You have mentioned that it does introduce a jitter, but the conversion is transparent for both clock and data?
transparent for digital means that the input and output DATA (and in this case also the clock) is exactly the same. There is no buffering or changing of protocols going on.
Simply put a continuous string of 0's and 1's remains the same but just changes in physical format (light vs voltage in this case)
Isn't the jitter that was introduced due to conversion makes the clock not "transparent"?
No, the data/clock remains the same. Only the edges of the 0 to 1 and 1 to 0 transitions have a bit of jitter in it.
The data and clock 'values' (same digital signal) are not determined at the edges but when the 1 or 0 has 'settled' so halfway during the bitrate.
So both the data/clock value are determined at the dotted line below so jitter does not influence the data.
Of course for this to work a clock inside the receiver has to synchronize with with the clock that is embedded in the received signal in order to retrieve the data.
This is done by detecting the edges of the 1 to 0 or 0 to 1 transitions in the signal.
That will always contain jitter at that point and may or may not move the (dotted) decision point a bit more forward or backward in time.
This kind of depends on how good (stable/adaptive) the 'flywheel' in the PLL is and how much jitter there is.
Synchronizing the clocks is usually done with a PLL (phase locked loop) which controls the receiver clock frequency and matches it to that of the received signal.

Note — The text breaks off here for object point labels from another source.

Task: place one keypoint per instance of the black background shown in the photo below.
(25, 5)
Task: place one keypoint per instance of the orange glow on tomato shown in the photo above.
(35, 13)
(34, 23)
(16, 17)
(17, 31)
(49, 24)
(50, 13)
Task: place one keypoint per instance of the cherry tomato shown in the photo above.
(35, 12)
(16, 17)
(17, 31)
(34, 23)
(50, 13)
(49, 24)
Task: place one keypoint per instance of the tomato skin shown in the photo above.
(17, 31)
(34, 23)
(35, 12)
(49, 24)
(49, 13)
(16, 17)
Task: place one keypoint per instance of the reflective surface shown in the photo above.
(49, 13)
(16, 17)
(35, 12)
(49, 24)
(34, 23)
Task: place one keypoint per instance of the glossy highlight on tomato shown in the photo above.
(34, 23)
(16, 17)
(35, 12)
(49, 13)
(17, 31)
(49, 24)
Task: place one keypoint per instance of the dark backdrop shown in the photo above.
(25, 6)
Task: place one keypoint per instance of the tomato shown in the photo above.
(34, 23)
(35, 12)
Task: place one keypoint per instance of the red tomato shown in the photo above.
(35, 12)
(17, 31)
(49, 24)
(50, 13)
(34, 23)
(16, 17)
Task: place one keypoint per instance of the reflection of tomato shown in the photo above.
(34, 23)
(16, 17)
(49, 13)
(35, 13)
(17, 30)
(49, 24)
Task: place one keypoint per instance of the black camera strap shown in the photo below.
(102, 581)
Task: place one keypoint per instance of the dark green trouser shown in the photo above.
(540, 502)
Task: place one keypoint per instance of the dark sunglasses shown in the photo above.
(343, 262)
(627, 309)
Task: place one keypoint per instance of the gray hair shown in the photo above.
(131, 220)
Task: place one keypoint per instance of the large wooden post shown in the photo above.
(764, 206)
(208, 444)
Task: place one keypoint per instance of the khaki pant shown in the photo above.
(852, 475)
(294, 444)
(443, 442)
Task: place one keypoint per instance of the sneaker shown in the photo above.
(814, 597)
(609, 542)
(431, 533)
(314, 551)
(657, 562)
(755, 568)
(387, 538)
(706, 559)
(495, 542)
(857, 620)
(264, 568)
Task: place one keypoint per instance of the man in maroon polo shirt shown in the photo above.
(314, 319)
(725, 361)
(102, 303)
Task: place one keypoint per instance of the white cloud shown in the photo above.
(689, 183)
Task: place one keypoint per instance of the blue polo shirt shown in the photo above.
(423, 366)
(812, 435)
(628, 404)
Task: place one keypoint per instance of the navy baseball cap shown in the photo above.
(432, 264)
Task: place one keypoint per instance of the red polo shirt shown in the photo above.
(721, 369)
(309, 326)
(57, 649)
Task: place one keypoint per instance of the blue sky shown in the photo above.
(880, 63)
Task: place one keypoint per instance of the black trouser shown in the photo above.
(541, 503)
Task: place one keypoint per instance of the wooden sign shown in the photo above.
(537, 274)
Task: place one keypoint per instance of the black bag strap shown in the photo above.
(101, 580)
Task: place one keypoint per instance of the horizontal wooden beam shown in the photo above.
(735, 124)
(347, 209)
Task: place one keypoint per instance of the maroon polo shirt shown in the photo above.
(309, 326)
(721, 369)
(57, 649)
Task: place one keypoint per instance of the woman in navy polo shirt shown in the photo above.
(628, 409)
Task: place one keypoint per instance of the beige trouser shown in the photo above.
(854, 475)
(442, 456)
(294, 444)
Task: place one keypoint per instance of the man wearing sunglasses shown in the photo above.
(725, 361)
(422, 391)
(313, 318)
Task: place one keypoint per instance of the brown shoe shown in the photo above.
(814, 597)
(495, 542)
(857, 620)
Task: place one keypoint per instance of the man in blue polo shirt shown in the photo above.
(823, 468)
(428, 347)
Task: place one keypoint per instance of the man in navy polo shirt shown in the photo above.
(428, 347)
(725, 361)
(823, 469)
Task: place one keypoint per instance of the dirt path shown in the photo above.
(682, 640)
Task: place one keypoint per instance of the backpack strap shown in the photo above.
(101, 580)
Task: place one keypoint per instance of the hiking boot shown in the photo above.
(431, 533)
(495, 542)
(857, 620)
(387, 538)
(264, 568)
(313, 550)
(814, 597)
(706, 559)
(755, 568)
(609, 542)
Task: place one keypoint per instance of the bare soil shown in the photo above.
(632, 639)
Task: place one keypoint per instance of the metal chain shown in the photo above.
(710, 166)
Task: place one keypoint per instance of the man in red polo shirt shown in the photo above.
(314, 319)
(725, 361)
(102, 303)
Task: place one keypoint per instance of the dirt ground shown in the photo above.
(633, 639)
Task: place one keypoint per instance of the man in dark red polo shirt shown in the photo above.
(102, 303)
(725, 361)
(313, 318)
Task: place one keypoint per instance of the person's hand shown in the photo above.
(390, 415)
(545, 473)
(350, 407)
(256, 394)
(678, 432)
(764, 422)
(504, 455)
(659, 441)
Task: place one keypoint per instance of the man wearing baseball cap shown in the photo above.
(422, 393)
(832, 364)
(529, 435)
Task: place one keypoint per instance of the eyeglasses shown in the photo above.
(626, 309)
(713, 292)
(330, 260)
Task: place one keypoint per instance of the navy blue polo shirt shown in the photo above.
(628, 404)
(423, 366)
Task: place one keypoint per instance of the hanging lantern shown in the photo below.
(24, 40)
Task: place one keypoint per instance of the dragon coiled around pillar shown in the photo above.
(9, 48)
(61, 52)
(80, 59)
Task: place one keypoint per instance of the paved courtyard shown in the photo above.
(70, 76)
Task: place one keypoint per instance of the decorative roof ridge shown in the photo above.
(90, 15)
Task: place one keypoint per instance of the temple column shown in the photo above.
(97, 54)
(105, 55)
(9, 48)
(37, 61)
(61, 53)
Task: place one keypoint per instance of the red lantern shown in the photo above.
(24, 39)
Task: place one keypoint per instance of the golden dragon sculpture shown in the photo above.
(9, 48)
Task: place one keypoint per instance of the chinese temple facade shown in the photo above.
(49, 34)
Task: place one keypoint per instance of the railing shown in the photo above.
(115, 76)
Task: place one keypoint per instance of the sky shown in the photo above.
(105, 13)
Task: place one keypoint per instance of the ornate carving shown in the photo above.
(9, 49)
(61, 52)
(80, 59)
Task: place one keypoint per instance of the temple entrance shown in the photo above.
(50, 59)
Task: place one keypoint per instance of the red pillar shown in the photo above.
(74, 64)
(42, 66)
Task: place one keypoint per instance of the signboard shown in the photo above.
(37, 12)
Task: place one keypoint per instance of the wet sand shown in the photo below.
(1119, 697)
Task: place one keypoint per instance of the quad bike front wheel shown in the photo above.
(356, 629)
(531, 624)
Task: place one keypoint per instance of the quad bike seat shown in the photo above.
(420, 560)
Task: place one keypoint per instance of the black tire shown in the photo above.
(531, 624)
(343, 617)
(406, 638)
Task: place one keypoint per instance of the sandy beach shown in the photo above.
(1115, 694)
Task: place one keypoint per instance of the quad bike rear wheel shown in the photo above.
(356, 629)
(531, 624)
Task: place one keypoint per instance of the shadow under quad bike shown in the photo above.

This adapts an internal clock to the average of the incoming clock and should and sort of likes like the equivalent of a flywheel. Small variance don't change the decision point much and thus allows jitter to not influence the decision point (where it is decided incoming data is high or low)
After that is done the jitter of the incoming signal is removed by re-clocking to that of a stable quartz clock of the DAC chip.
The 'jitter' that clock has is what determines the 'jitter' of the DAC output and that is 'disconnected' from the jitter in the signal.
Not all DACs do this equally well though but most modern receivers have no problem unless the incoming data is so far degraded that the edge detection is making errors.
I assume that the receiving device reads the timing from input and doesn't re-clock the stream again using its own clock.
The receiving device synchronizes the internal clock with that of the incoming data/clock by looking at the transitions of the incoming signal.
That received clock is not used to clock the DAC samples. There are intermediate steps in the signal processing that remove the jitter from the incoming stream.
How well that is done is receiver dependent.